Tom Kephart (Baseball HQ) won the bidding for Alex Rios -- the first player nominated -- then seemed to disappear before winning 8 more players among the 18 nominated 79th through 96th. Can you offer any insight into his approach?I don't know Tom (he seems nice enough from the brief on-line chats we had during the auction), but I suspect that like me he had a reasonable list of bids, thought that the prices on the first 78 players were unreasonable, and waited until things flattened out to make his move.
Round by Round Salary vs. Value:
CBS Sportsline A.L. 2008
Since there are 12 teams in Sportsline, each round consists of 12 players. You can make the argument that Kephart should have started buying players in Round 6, but generally speaking he was wise to let players slip past in the first five rounds. $180 in losses are accrued according to my bid limits, or an unbelievable $3 per player. This doesn't even take into account the anomaly of players 1-5 all going for par with the exception of Frank Francisco - who went $1 below my bid limit. From the 6th player called out to the 60th, the average player here lost $3.30.
I imagine some owners get nervous by this point about not spending their money if they sit for too long without buying a player, but I've always said that the bargains will come if you're patient. And the bargains did come for Kephart - although he did float around at par for awhile from players 79-90. Jacobs was the first big bargain on my sheet, going for $4 below my par price.
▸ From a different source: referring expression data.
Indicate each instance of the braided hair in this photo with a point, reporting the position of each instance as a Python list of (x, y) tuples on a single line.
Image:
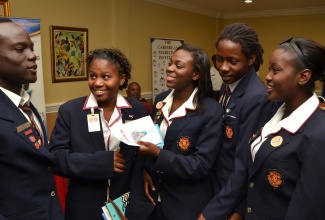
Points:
[(245, 36), (313, 58)]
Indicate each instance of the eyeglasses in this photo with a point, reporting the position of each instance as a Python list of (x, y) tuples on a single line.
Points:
[(296, 48)]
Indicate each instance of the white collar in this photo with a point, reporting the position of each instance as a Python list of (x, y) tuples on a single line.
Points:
[(91, 102), (16, 99), (294, 121), (181, 111)]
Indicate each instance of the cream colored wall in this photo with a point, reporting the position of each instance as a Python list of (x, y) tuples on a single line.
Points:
[(153, 20), (125, 24), (274, 30), (94, 15), (129, 24)]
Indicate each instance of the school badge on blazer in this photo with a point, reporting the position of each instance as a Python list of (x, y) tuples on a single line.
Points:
[(275, 178), (184, 143), (229, 131)]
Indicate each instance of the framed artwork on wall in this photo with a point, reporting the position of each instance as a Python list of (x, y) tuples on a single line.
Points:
[(5, 10), (69, 47)]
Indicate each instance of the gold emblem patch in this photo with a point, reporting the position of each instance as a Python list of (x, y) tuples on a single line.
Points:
[(275, 178), (276, 141), (229, 131), (159, 105), (184, 143)]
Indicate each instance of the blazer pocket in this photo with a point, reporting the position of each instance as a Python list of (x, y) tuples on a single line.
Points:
[(27, 213), (282, 164)]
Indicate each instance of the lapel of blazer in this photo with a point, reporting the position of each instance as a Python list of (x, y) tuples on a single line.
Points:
[(96, 136), (266, 149), (242, 85), (177, 125), (18, 120)]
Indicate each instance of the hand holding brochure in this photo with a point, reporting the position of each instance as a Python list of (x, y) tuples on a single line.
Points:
[(115, 210), (140, 129)]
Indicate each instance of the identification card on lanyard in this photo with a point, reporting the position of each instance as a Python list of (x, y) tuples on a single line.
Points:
[(93, 121)]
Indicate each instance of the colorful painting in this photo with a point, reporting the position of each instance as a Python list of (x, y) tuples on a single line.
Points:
[(69, 50)]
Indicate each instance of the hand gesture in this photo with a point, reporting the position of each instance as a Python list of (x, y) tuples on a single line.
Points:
[(148, 184), (148, 149)]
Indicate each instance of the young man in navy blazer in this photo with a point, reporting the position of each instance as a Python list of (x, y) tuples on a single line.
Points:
[(27, 186)]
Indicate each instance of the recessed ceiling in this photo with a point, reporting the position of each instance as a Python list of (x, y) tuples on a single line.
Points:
[(237, 8)]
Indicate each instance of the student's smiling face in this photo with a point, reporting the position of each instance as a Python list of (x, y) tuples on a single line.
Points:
[(231, 62), (104, 80)]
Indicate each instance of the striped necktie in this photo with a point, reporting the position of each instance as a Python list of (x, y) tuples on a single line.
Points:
[(29, 113), (226, 96)]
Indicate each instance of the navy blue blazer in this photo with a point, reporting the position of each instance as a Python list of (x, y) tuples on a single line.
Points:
[(247, 110), (296, 170), (81, 156), (27, 185), (182, 177)]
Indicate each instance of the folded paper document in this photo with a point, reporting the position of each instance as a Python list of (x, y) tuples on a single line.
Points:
[(115, 210), (140, 129)]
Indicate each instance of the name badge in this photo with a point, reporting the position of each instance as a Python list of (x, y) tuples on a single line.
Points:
[(93, 122)]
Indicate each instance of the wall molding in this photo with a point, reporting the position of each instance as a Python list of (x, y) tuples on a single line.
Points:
[(54, 107), (251, 14)]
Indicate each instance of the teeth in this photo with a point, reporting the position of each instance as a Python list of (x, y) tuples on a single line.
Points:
[(99, 91)]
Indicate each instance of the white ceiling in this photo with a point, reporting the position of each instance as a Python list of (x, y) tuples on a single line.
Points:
[(238, 8)]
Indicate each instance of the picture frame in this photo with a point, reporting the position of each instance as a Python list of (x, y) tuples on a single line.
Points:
[(69, 47), (5, 9)]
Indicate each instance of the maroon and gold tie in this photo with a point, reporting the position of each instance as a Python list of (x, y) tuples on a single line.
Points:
[(226, 96), (39, 142)]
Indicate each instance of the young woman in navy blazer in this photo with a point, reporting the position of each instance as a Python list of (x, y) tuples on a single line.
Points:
[(178, 176), (97, 164), (286, 164)]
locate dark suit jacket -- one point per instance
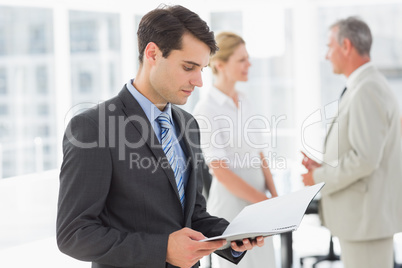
(118, 199)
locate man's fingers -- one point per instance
(211, 245)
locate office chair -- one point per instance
(331, 256)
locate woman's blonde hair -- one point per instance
(227, 43)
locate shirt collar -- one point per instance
(356, 73)
(150, 110)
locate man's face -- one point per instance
(173, 78)
(335, 54)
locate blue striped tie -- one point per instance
(167, 145)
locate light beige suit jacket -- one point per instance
(362, 198)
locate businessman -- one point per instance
(361, 201)
(131, 178)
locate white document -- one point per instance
(273, 216)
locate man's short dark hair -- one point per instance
(357, 31)
(165, 27)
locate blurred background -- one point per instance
(60, 57)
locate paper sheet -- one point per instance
(273, 216)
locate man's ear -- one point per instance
(150, 53)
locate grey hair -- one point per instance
(357, 31)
It's entirely possible, of course, that Kephart had different prices on his sheet than I had on mine...in which case, he thought he was snagging some bargains.
The larger point, though, is that Tom and I had similar approaches. I wasn't going to overspend early just because players were overpriced early. I didn't wait as long as Tom, but that's because some of the guys that fell in to me fell in at prices that I liked.
I also imagine I had some pitchers at higher prices on my sheet than Tom had on his. He spent $55 on his pitching staff. I like his Greinke/Baker combo at $32, but after that there's a lot of upside but also a lot of risk. He needs two of his low end starters and one of his relievers to pan out to win.
But like many of my readers, I like Tom's auction a lot. He kept his wits, didn't deviate from his prices (I don't think), and came out with a competitive team according to the Patton projections. I tend to agree, and think that he'll be in the fight for this league come September.